Wie gesagt, es ist ein schönes Poster. Aber Sie haben vergessen, noch einen ganz wichtigen Satz darauf drucken zu lassen. Frau Merkel, Sie hätten noch darauf drucken müssen: Und der Theo hat keinen Pfennig dazubezahlt.
Das gilt übrigens auch für das zweite Beispiel, das ich nennen möchte; auch dies ist eine Mogelpackung. Sie haben in der vergangenen Woche mit Ihrem Kollegen Rüttgers ein Umweltforschungsprogramm mit einem Volumen von einer Milliarde DM verkündet. Das klingt gewaltig und weckt unsere schiere Begeisterung, zumal Sie auch noch im Rahmen dieses Programms 150 000 Arbeitsplätze bis zum Jahr 2000 versprochen haben. Das wären immerhin schon schätzungsweise 7,5 Prozent der vom Bundeskanzler versprochenen Halbierung der Arbeitslosenzahl, also ein gewaltiger Fortschritt. Beim genauen Nachlesen stellt man aber fest, daß es diese eine Milliarde DM nicht etwa zusätzlich in dem von Ihnen genannten beschäftigungswirksamen Bereich gibt. Nein, es ist eine reine Umfinanzierung. Das sind mehr oder weniger nützliche alte Hüte, die gelegentlich mit neuen Schleifchen garniert worden sind. Nach wie vor gilt, daß es in der Umweltforschung keinen Anstoß für den notwendigen ökologischen Strukturwandel gibt. Es gibt dafür auch keine Mark mehr als früher, für die Projektförderung beim Bundesforschungsminister im Umweltbereich sogar weniger.

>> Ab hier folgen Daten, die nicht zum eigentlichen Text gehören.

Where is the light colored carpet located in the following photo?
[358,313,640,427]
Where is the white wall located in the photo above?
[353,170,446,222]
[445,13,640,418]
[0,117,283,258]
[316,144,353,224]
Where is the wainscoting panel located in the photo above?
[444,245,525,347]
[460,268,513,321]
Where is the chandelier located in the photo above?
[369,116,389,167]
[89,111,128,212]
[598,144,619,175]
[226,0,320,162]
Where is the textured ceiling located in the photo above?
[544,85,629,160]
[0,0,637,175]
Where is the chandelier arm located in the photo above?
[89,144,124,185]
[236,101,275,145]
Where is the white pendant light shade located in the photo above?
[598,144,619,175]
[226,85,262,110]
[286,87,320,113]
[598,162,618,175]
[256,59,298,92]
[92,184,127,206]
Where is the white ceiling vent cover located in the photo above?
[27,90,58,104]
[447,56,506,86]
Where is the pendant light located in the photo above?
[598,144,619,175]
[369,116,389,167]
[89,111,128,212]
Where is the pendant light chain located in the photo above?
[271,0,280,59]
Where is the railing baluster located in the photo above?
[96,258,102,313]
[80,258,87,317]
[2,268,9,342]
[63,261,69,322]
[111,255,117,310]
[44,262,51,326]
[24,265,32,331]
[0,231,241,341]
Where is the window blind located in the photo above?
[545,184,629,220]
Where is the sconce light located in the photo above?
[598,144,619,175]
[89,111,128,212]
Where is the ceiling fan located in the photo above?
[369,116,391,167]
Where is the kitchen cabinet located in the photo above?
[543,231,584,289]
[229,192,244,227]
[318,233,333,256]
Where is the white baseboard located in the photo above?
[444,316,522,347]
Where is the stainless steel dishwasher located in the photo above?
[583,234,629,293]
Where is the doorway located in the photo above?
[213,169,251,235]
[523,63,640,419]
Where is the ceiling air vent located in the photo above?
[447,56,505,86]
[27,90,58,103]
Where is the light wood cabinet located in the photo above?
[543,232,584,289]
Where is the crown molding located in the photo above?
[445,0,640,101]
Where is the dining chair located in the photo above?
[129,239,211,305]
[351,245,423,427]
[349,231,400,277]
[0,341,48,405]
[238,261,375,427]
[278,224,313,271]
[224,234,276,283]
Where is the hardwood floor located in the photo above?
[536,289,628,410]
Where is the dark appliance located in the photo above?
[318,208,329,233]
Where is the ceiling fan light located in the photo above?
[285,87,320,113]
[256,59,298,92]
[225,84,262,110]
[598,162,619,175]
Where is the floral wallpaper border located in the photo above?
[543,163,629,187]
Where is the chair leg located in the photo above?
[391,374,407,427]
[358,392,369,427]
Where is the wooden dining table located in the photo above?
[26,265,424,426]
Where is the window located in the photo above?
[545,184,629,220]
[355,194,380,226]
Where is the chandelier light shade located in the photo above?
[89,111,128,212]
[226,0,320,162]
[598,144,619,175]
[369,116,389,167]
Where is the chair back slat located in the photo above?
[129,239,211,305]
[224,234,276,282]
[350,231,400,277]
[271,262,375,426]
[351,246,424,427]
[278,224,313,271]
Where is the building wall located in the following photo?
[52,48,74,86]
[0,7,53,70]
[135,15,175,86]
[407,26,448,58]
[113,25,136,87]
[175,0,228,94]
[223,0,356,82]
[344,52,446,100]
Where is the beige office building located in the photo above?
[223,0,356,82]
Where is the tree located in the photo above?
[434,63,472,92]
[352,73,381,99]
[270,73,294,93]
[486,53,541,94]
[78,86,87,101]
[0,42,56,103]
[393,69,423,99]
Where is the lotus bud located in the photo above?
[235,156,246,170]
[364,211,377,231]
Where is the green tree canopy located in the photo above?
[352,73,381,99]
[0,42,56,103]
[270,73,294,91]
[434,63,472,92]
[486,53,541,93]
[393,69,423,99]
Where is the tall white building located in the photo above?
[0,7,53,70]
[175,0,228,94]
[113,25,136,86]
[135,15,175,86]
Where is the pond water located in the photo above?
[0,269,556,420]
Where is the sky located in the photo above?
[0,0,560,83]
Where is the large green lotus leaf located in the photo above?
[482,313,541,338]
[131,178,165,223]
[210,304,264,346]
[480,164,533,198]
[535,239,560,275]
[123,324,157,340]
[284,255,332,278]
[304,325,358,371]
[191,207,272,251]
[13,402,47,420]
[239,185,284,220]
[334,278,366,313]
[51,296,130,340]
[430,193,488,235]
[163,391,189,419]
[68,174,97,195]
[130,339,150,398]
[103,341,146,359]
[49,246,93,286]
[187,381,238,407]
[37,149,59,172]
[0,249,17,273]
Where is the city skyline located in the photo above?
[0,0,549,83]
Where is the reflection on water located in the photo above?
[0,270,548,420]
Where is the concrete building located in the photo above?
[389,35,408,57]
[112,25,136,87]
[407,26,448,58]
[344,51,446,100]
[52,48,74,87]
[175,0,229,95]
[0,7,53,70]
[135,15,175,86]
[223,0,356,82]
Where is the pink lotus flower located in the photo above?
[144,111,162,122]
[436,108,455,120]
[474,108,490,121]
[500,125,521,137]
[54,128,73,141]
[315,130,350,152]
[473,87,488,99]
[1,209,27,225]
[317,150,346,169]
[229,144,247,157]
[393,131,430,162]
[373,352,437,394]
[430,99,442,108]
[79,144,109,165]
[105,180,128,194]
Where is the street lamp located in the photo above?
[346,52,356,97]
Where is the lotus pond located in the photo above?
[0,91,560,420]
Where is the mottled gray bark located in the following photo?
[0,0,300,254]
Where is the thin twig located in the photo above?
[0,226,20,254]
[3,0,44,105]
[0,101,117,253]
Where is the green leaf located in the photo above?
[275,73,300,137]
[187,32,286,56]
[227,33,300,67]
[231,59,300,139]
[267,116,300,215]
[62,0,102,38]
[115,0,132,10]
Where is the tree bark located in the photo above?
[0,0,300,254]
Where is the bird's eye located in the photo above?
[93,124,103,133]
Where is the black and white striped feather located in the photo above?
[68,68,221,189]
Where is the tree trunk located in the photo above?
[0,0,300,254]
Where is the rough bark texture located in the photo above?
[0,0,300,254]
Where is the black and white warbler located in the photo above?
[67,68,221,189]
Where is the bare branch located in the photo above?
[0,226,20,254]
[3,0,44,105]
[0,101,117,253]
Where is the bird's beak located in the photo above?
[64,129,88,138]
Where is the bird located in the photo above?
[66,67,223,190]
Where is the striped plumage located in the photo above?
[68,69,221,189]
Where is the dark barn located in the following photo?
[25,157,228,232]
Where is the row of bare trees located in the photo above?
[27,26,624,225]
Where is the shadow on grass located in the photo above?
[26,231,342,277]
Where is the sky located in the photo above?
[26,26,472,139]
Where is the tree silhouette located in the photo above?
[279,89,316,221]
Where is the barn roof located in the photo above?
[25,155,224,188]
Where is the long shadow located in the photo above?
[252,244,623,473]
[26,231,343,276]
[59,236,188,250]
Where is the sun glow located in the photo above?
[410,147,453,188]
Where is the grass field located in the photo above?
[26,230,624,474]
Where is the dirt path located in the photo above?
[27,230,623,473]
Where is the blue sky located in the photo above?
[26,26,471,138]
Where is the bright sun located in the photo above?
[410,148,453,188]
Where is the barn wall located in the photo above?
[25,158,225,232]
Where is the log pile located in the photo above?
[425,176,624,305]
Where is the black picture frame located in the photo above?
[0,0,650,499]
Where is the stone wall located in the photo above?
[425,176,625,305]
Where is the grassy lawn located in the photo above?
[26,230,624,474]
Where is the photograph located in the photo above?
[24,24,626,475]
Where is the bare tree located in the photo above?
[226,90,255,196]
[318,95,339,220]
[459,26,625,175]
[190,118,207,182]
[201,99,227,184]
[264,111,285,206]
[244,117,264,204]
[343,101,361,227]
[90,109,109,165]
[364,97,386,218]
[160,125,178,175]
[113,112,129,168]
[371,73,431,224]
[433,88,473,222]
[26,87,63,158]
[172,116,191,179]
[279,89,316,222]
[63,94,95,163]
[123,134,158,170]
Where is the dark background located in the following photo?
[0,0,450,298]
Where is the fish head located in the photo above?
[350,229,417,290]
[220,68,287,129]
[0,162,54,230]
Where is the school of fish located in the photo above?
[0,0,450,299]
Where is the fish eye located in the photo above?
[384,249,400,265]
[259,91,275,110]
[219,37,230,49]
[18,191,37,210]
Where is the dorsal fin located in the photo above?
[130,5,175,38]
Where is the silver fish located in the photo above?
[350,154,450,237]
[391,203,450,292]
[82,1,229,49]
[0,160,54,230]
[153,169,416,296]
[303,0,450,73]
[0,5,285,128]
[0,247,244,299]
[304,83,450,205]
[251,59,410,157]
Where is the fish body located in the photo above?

Frau Merkel, wir unterstützen Ihre nationalen und internationalen Bekenntnisse zur nachhaltigen und zukunftsfähigen Entwicklung. Wir wissen auch zu würdigen, daß Sie in dieser Frage gelegentlich sogar den Bundeskanzler in verbale Bewegung versetzen, der dann weltöffentlich die leichtfertigsten Versprechungen abgibt. Wir begrüßen es, daß Sie das Handlungsprogramm für das 21. Jahrhundert manchmal sogar in die Generalklauseln internationaler Dokumente hineinschmuggeln.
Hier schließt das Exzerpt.